# Is Insanity Normal??



## hercsmom (Jul 6, 2010)

Hi guys,

Not sure if this post belongs in behaviour, but it seemed most fitting.

This morning I was up a little earlier than usual, and I happened to catch Herc in his pre-dawn routine, which made him look like a crazy person! He was running full out on his wheel (which he never does in front of us, if we come into the room he stops). He would run for about a minute or 2, then hop off and do a lap around his cage. Then, he ran into his pigloo for about a minute and peeked out at us from under his blankie. He just kept repeating this pattern, run on the wheel, do a lap, peek out of pigloo.....back to the wheel, run run run....you guys get the idea. I watched him for about 15 minutes doing this (which I have to say was actually quite entertaining to watch). A couple of times he ran over to his tp tube and flipped it up in the air, like a little bull at a bullfight!

My question is this....Is this normal hedgie behaviour? He actually looked like he had lost his mind! Or, is he somehow bored and acting out? In his cage he has a wheel, a dig box with fleece strips to play in, a tp tube, little ferret tennis balls he loves to push around, and a clean empty pill bottle with the cap on he likes to push. Do I need to give him something more stimulating, or is this completely normal? Thanks guys! :lol:


----------



## Puffers315 (Apr 19, 2010)

From what I've observed from my own guys, seems pretty normal.

Hester when running on her wheel will jump off, run to her loft tube and go up, sometimes grab some kibble and maybe water, sometimes doesn't touch it and just goes back down and jumps back on the wheel, goes for a few minutes, jumps back off, goes and checks her house, goes and checks her food, back to the wheel, checks house, checks food, wheel, check house, check food, wheel and so forth.

Loki I've only observed via camera in the past week does roughly the same. Wheels, jumps off, does a lap around his cage (he cares not for the loft so he doesn't have one), back onto the wheel, jumps off, maybe grab some food or water (right there across from his wheel), back onto the wheel.

So I'd say its either normal or we have insane hedgehogs.


----------



## zorropirate (Aug 13, 2010)

... I think Herc is normal, as well this pretty much sums up Daisy some nights when I peek at her too. 

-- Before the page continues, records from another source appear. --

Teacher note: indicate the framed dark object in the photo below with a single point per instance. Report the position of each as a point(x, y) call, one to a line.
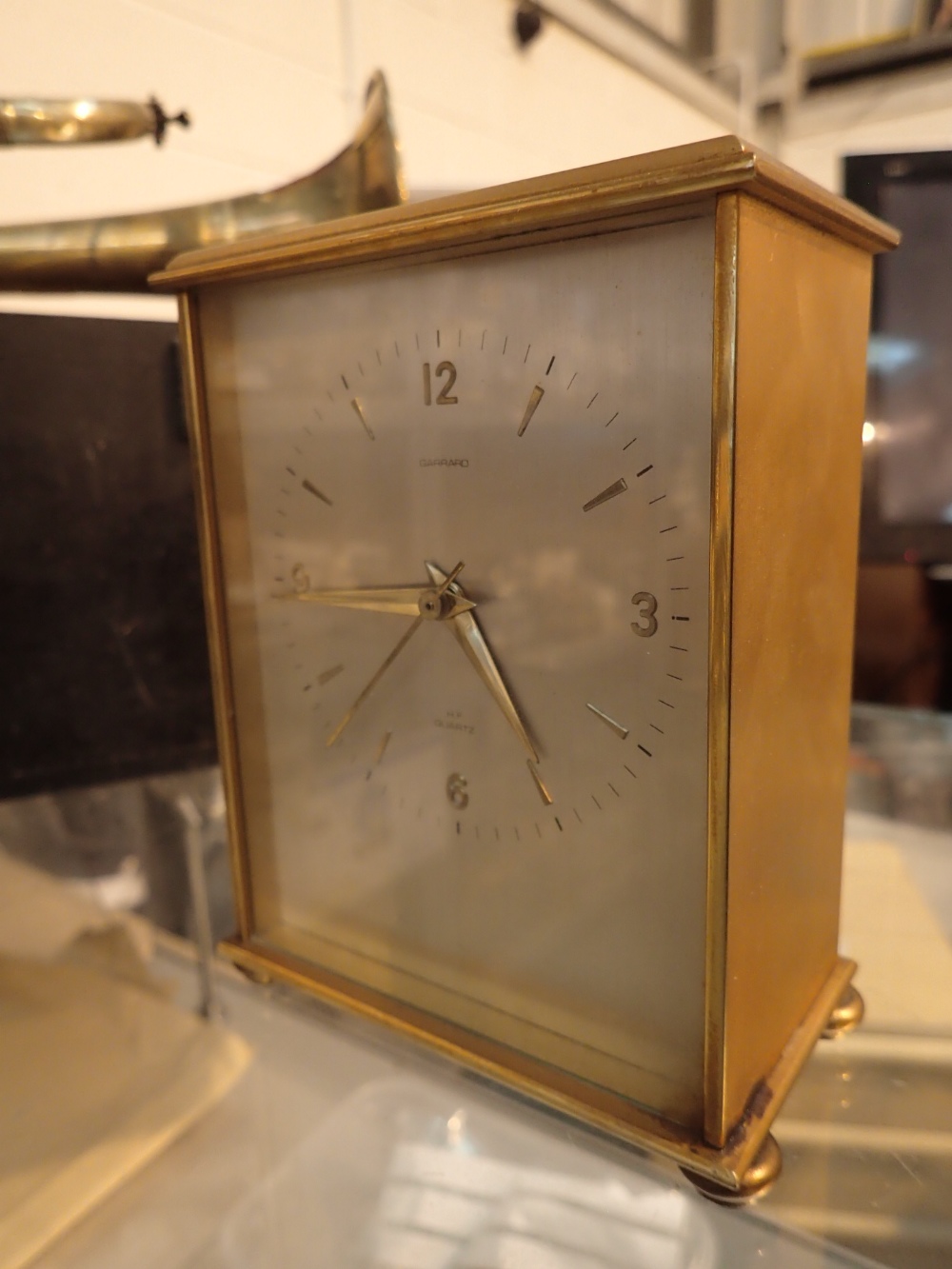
point(103, 662)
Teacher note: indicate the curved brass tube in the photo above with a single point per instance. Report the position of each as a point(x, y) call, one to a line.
point(40, 122)
point(117, 252)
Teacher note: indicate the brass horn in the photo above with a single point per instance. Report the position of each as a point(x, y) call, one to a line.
point(117, 252)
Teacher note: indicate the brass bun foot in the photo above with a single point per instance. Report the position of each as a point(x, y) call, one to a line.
point(756, 1181)
point(847, 1014)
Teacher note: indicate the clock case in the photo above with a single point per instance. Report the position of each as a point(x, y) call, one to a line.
point(791, 298)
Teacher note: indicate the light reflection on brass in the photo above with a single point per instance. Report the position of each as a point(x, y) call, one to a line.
point(84, 121)
point(118, 252)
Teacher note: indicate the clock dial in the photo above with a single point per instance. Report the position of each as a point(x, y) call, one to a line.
point(470, 603)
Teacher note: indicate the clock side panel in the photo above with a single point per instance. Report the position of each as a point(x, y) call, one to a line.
point(228, 579)
point(803, 316)
point(541, 416)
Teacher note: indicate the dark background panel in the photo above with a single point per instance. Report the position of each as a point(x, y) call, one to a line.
point(103, 659)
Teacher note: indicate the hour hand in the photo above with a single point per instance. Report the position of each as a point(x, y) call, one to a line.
point(470, 639)
point(403, 601)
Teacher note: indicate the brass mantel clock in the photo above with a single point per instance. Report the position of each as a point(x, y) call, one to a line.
point(529, 528)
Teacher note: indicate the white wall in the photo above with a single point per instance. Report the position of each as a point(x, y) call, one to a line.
point(274, 88)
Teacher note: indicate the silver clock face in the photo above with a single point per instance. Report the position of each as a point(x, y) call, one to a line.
point(466, 541)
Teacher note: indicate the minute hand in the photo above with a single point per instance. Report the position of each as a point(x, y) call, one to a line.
point(403, 601)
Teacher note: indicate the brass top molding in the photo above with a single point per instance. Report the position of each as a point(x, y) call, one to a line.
point(579, 198)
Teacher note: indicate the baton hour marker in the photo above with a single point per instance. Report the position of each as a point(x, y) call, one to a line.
point(621, 732)
point(312, 488)
point(537, 393)
point(358, 411)
point(612, 491)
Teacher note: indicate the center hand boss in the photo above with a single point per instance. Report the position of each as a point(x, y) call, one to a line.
point(429, 606)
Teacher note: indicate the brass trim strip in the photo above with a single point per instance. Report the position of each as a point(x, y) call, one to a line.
point(215, 605)
point(601, 1111)
point(719, 644)
point(582, 199)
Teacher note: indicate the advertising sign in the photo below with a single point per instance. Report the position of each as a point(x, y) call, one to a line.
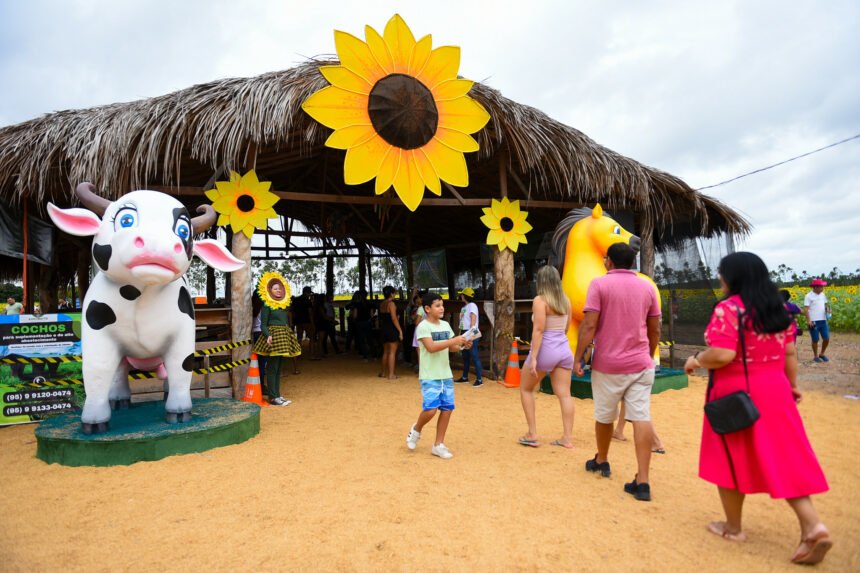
point(40, 369)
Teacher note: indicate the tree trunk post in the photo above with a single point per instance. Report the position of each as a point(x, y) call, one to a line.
point(503, 324)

Sometimes when I've woken her up in the afternoon she'll also run a lap, run on her wheel a bit, run through the tube, then eat, then.... well you get the idea, I think some hedgies are just active spazzy kooks!! Sometimes even my midget cat gets these absurd bursts of energy and runs about like a loon.


----------



## Sheryl (Sep 9, 2010)

I wish I knew if that was normal. I'd love to see what he's doing in there but Wilson freezes like a deer in the headlights if we interrupt his nightly activities.


----------



## LarryT (May 12, 2009)

My Xavier,Gambit and Emma do the same thing :lol: I would have to say it's normal behaviour for alot of hogs and nothing to worry about.


----------



## hercsmom (Jul 6, 2010)

Thanks everyone!

So it seems like all hedgies are a little insane, and that's the norm. Good to know! :lol:


----------



## Olympia (Aug 4, 2010)

:lol: My Zoé has those crazy energy outbursts too! Her cage is 2 sterilite bins connected by the short sides so she can run the entire length of the 2 bins. She`ll wheel a little, go in and out her playing tube, run to the other bin and check her house, food and water, then run back to the first bin around and behind her wheel and start again with the wheeling. She can do this for long minutes and she runs pretty fast and in a figure of 8 pattern when she transfers from one bin to the other. :lol: I was kind of worried the first time she did this because my other hedgie, Clémentine has never done anything remotely like that. She`s a really calm and dignified hedgehog.


----------